Jika bukan cinta, lalu apa arti ciuman itu? apakah dirinya hanya sebuah kelinci percobaan?
Pertanyaan itu selalu muncul di benak Hanin setelah kejadian Satya, kakaknya menciumnya tiba-tiba untuk pertama kali.
Sayangnya pertanyaan itu tak pernah terjawab.
Sebuah kebenaran yang terungkap, membuat hubungan persaudaraan mereka yang indah mulai memudar. Satya berubah menjadi sosok kakak yang dingin dan acuh, bahkan memutuskan meninggalkan Hanin demi menghindarinya.
Apakah Hanin akan menyerah dengan cintanya yang tak berbalas dan memilih laki-laki lain?
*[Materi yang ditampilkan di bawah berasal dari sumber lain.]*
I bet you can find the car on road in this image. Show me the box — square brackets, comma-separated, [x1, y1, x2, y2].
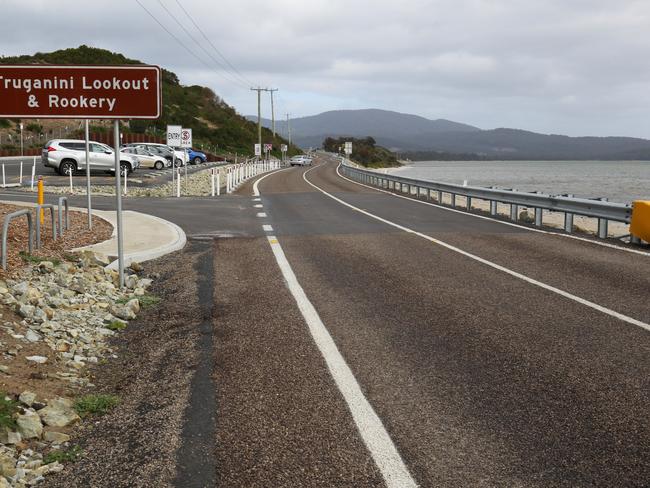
[289, 154, 312, 166]
[121, 145, 172, 169]
[41, 139, 140, 175]
[122, 142, 187, 167]
[187, 148, 208, 164]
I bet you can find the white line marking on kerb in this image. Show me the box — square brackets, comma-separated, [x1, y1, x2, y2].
[302, 168, 650, 331]
[267, 236, 417, 488]
[336, 163, 650, 257]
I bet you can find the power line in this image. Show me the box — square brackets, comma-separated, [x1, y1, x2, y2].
[135, 0, 248, 86]
[153, 0, 248, 88]
[175, 0, 254, 85]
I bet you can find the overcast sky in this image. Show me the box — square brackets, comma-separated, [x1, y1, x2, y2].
[0, 0, 650, 138]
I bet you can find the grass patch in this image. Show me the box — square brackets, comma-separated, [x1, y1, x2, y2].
[0, 392, 18, 430]
[74, 395, 120, 417]
[106, 320, 126, 331]
[43, 446, 83, 464]
[18, 251, 61, 266]
[115, 295, 162, 308]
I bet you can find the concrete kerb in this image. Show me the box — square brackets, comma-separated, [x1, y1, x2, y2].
[0, 200, 187, 269]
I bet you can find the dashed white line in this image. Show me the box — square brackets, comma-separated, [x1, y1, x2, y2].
[267, 236, 417, 488]
[302, 163, 650, 331]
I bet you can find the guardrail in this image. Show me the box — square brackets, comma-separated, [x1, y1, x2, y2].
[341, 161, 635, 241]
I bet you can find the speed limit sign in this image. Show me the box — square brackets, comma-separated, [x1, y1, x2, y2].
[181, 129, 192, 147]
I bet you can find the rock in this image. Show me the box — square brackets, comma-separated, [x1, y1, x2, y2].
[0, 452, 16, 476]
[126, 298, 140, 314]
[25, 356, 47, 364]
[38, 398, 80, 427]
[16, 410, 43, 439]
[43, 430, 70, 444]
[0, 427, 23, 444]
[110, 304, 135, 320]
[18, 304, 36, 319]
[38, 261, 54, 273]
[18, 390, 36, 407]
[25, 329, 41, 342]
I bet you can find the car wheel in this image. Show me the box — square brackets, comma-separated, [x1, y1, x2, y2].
[59, 161, 77, 176]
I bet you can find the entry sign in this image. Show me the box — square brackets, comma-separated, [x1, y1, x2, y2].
[0, 65, 161, 119]
[167, 125, 183, 147]
[180, 129, 192, 147]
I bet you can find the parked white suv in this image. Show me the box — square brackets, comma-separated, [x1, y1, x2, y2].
[41, 139, 140, 175]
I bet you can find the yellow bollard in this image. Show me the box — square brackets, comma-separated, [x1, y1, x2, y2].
[38, 176, 45, 225]
[630, 200, 650, 242]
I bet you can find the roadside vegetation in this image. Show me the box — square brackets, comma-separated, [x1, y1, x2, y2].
[0, 45, 302, 157]
[323, 137, 401, 168]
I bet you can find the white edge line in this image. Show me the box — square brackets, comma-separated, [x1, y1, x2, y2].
[332, 163, 650, 257]
[302, 162, 650, 331]
[267, 236, 417, 488]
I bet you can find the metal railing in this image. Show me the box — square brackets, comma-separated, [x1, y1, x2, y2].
[2, 208, 34, 269]
[341, 162, 632, 238]
[36, 203, 56, 249]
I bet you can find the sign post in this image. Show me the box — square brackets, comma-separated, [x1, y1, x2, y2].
[180, 128, 192, 191]
[0, 65, 162, 287]
[167, 125, 182, 192]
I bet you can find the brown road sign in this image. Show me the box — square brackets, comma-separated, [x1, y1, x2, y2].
[0, 65, 161, 119]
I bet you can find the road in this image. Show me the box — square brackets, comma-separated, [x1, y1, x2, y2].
[13, 154, 650, 488]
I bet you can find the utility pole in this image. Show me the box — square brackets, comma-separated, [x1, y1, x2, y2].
[287, 114, 291, 146]
[251, 87, 268, 147]
[264, 88, 278, 139]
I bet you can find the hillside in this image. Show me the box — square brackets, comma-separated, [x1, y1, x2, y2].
[0, 46, 299, 155]
[247, 110, 650, 160]
[323, 137, 401, 168]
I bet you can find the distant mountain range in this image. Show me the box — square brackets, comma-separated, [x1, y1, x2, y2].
[247, 109, 650, 160]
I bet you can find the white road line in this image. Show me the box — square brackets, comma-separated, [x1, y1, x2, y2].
[302, 168, 650, 331]
[267, 236, 417, 488]
[253, 167, 291, 197]
[336, 163, 650, 257]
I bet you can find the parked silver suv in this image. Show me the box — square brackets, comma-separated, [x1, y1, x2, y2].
[41, 139, 140, 175]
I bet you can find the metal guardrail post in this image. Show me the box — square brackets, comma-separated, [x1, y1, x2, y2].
[36, 203, 56, 249]
[2, 209, 33, 269]
[57, 197, 70, 237]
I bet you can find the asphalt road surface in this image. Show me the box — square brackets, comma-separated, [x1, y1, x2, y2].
[5, 158, 650, 488]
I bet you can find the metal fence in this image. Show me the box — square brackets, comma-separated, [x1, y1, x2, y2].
[341, 162, 632, 238]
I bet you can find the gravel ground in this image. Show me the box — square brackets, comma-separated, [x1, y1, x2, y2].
[0, 204, 113, 277]
[41, 247, 203, 488]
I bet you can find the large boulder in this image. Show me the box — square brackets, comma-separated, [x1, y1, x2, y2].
[38, 398, 80, 427]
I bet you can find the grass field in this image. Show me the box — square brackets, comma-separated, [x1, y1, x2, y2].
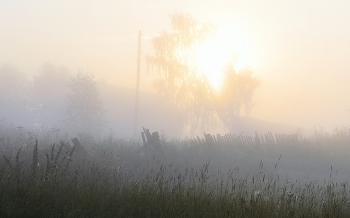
[0, 125, 350, 217]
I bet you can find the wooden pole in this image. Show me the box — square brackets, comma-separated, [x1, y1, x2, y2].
[134, 30, 141, 136]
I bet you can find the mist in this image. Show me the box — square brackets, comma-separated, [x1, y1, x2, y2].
[0, 0, 350, 216]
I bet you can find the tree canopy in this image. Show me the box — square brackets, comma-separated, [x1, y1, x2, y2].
[146, 14, 260, 133]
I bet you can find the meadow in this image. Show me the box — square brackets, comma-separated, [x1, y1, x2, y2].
[0, 127, 350, 217]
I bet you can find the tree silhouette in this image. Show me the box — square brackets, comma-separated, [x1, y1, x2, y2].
[66, 72, 106, 133]
[146, 14, 259, 133]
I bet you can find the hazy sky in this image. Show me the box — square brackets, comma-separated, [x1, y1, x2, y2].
[0, 0, 350, 127]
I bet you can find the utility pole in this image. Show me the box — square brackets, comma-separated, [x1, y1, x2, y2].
[134, 30, 141, 136]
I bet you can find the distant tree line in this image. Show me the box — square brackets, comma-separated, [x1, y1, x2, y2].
[146, 14, 260, 132]
[0, 63, 106, 133]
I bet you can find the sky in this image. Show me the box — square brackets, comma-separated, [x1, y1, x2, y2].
[0, 0, 350, 128]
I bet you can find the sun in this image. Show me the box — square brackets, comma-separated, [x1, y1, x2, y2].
[194, 27, 251, 91]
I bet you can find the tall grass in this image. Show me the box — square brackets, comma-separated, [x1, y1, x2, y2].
[0, 126, 350, 217]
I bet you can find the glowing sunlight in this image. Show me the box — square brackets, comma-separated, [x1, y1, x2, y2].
[194, 27, 251, 91]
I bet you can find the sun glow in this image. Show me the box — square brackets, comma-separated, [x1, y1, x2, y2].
[194, 27, 251, 91]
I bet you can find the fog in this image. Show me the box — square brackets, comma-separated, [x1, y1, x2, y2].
[0, 3, 350, 213]
[0, 0, 350, 135]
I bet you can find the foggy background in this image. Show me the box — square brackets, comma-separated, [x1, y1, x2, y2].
[0, 0, 350, 137]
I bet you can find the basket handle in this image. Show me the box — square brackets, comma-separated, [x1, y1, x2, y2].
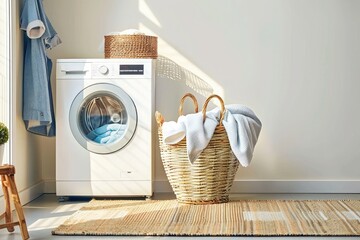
[178, 93, 199, 116]
[202, 94, 225, 125]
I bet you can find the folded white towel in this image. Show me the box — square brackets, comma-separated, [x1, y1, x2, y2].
[162, 104, 261, 167]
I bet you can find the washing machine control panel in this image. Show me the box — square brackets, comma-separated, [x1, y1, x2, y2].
[98, 65, 109, 75]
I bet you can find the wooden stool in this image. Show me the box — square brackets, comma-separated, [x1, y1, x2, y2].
[0, 165, 29, 239]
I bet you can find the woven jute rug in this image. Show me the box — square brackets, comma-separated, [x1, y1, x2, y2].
[52, 200, 360, 236]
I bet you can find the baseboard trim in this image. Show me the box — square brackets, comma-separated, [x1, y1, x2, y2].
[31, 179, 360, 196]
[154, 180, 360, 193]
[0, 181, 44, 212]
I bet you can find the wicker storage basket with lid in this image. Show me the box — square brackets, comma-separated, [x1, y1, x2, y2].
[155, 94, 239, 204]
[104, 29, 158, 58]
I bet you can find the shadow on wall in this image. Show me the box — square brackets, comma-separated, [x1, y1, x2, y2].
[156, 56, 214, 97]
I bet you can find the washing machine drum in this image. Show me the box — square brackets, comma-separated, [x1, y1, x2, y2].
[69, 83, 137, 154]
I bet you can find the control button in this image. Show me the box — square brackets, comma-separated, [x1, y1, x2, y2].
[99, 65, 109, 75]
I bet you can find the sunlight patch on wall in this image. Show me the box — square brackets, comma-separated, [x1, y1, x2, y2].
[139, 23, 224, 97]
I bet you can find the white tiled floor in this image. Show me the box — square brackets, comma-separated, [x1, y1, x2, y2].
[0, 194, 360, 240]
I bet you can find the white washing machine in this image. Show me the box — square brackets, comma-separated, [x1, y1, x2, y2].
[56, 59, 155, 197]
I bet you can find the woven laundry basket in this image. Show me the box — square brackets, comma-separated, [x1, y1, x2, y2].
[104, 34, 158, 58]
[156, 94, 239, 204]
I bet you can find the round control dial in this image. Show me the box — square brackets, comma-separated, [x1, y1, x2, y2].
[99, 65, 109, 75]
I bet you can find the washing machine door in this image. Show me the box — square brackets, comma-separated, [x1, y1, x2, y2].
[69, 83, 137, 154]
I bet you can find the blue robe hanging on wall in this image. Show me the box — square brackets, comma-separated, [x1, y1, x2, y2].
[20, 0, 61, 136]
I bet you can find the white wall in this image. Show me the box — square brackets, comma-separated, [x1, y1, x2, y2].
[39, 0, 360, 192]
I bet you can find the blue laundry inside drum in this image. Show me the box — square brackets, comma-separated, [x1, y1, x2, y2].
[80, 96, 127, 144]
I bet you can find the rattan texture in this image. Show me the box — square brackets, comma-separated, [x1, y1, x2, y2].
[156, 94, 239, 204]
[104, 34, 158, 59]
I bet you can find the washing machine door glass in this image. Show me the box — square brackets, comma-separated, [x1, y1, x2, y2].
[69, 83, 137, 154]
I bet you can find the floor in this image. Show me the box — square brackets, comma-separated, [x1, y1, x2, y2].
[0, 194, 360, 240]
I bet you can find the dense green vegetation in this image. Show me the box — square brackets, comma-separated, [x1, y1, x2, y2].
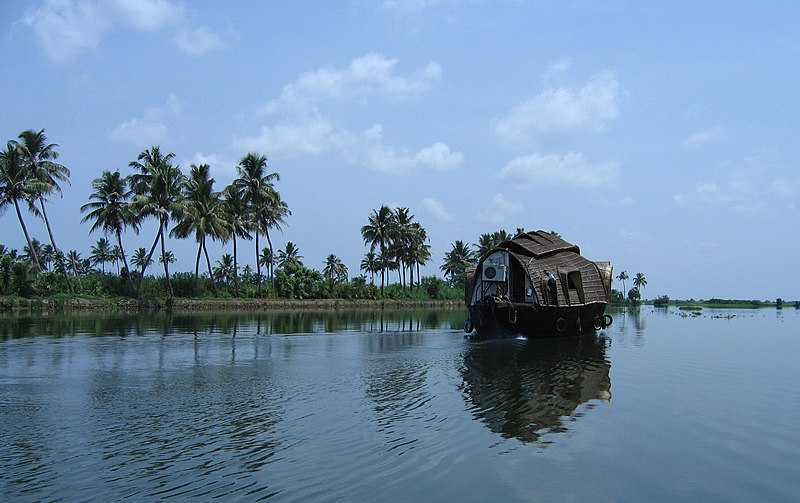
[0, 130, 532, 306]
[9, 130, 783, 307]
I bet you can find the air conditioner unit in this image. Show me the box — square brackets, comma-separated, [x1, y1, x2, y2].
[481, 263, 506, 281]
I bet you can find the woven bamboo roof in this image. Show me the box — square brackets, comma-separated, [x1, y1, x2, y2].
[467, 231, 610, 305]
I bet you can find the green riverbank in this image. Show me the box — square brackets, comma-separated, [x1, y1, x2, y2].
[0, 297, 463, 312]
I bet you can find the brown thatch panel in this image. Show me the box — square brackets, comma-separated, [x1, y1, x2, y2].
[499, 231, 581, 257]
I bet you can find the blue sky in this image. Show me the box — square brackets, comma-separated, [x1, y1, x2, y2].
[0, 0, 800, 299]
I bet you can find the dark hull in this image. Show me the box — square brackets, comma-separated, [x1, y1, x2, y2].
[464, 303, 612, 337]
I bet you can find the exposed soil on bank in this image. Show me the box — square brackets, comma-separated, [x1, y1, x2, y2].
[0, 297, 463, 312]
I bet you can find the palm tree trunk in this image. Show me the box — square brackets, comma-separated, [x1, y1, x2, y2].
[158, 223, 172, 297]
[194, 238, 205, 281]
[202, 236, 219, 297]
[256, 229, 261, 299]
[264, 226, 275, 294]
[14, 199, 42, 270]
[136, 219, 161, 297]
[39, 197, 72, 293]
[233, 232, 239, 297]
[117, 229, 133, 290]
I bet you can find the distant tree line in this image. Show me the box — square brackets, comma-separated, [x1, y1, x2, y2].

Ataukah lebih mengalah dengan mempertahankan hubungan persaudaraan mereka selama ini asalkan tetap bersama dengan Satya?
Karya ini diterbitkan atas izin NovelToon Dwi Asti A, isi konten hanyalah pandangan pribadi pembuatnya, tidak mewakili NovelToon sendiri
Masih Sakit
Esok paginya semua orang tampak sibuk. Untuk mengurus keperluan Hanin, yang hanya seorang ibu rumah tangga memilih turun tangan sendiri. Elvan menyarankan seorang suster untuk merawat Hanin. Namun, Miranda menolaknya.
“Hani ingin mandi, Mah, beberapa hari ini hanya dikompres rasanya tidak nyaman,” pinta Hanin.
“Baiklah, Mama akan panggil Papa untuk memindahkanmu duduk di kursi roda.
Elvan yang tengah bersiap dan telah rapi dengan kemeja kerjanya ditarik Miranda untuk membantunya mengangkat Hanin. Elvan pun tak keberatan. Hanya saja setelah membantunya, dia mempertanyakan Satya.
“Di mana anak itu?” tanya Elvan.
“Mungkin di kamarnya,” jawab Miranda.
“Aku akan menemuinya.”
“Tidak perlu, Pah,” cegah Miranda. “Sebaiknya Papa pergi sarapan dan segera berangkat, atau Papa akan kesiangan.” Didorongnya Elvan sampai di ruang makan, lalu membantunya mengambil makanan.
“Mama masih harus membantu Hani, mungkin tidak bisa mengantar, Papa,” ujar Miranda yang tampak terburu-buru untuk pergi lagi.
“Jika butuh sesuatu segera hubungi Papa,” pesan Elvan.
Miranda tersenyum mengangguk lantas berlalu pergi kembali menuju kamar Hanin.
Elvan pergi bersama sopir selagi Miranda mengurus Hanin di kamarnya. Walaupun cemas dengan keadaan rumah, tapi dia tak bisa untuk mengabaikan pekerjaannya di perusahaan.
Satya telah rapi dengan seragam sekolahnya, lalu pergi untuk sarapan. Melewati kamar Hanin tampak sepi, Satya melaluinya dan melanjutkan langkahnya.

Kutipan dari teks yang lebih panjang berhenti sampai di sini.